Строфы разных стихотворений смешивались между собой, превращаясь в сумбурную, но прекрасную поэму нашей молодости.

«…Вот так бы и мне в налетающей тьме усы раздувать, развалясь на корме, да видеть звезду над бушпритом склоненным, да голос ломать черноморским жаргоном, да слушать сквозь ветер холодный и горький мотора дозорного скороговорку… и петь, задыхаясь на страшном просторе: “Ай, Черное море, хорошее море!..”».

«За проселочной дорогой, где затих тележный грохот, над прудом, покрытым ряской, Дидель сети разложил. Перед ним зеленый снизу, голубой и синий сверху – мир встает огромной птицей, свищет, щелкает, звенит… Так идет веселый Дидель с палкой, птицей и котомкой через Гарц, поросший лесом, вдоль по рейнским берегам, по Тюрингии дубовой, по Саксонии сосновой, по Вестфалии бузинной, по Баварии хмельной. Марта, Марта, надо ль плакать, если Дидель ходит в поле, если Дидель свищет птицам и смеется невзначай?»

…ему хотелось быть и контрабандистом, и чекистом, и Диделем… Ему хотелось быть Виттингтоном…

«Мы сваи поднимали в ряд, дверные прорубали ниши, из листьев пальмовых накат накладывали вместо крыши. Мы балки поднимали ввысь, лопатами срывали скалы. “О, Виттингтон, вернись, вернись”, – вода у взморья ворковала. Прокладывали наугад дорогу средь степных прибрежий. “О, Виттингтон, вернись назад”, – нам веял в уши ветер свежий. И с моря доносился звон, гудевший нежно и невнятно: “Вернись обратно, Виттингтон, о, Виттингтон, вернись обратно!”».

Он был каким-то Виттингтоном, которого нежный голос жены звал вернуться обратно. Но время было необратимо. Он мчался к славе, и возврата к прошлому не было.

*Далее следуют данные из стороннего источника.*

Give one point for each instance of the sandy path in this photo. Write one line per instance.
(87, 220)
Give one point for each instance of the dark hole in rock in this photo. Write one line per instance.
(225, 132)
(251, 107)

Никогда он больше не увидит крашеный подоконник, раскаленный южным солнцем до пузырей.

Никогда уже больше мы не были с птицеловом так душевно близки, как во время этой поездки. Во времена Пушкина о нас бы сказали, наверное, так:

«Пленники Бахуса и Феба».

На горизонте, за подмосковными лесами нам уже блеснула на солнце звезда золотого купола Христа Спасителя и две тени – ее и моя, – сидевшие на ступенях храма, а за нами величественно возвышалась массивная бронзовая дверь.

Она прижалась ко мне так доверчиво, так печально. Она положила на мое плечо свою голову в самодельной шелковой шляпке с большими полями на проволочном каркасе. Шляпа мешала и ей и мне: она не позволяла нам поцеловаться. Почему-то ей не пришло в голову снять и положить шляпу на гранитные ступени.

Мы не спали почти целые сутки, навсегда прощались и все никак не могли оторваться друг от друга. Нам казалось невероятным, что мы уже никогда не увидимся. В этот мучительно длинный летний день мы любили друг друга сильнее, чем за все время нашего знакомства. Казалось, мы не сможем прожить и одного дня друг без друга. И в то же время мы знали, что между нами навсегда все кончено.

Какая же страшная сила разлучала нас?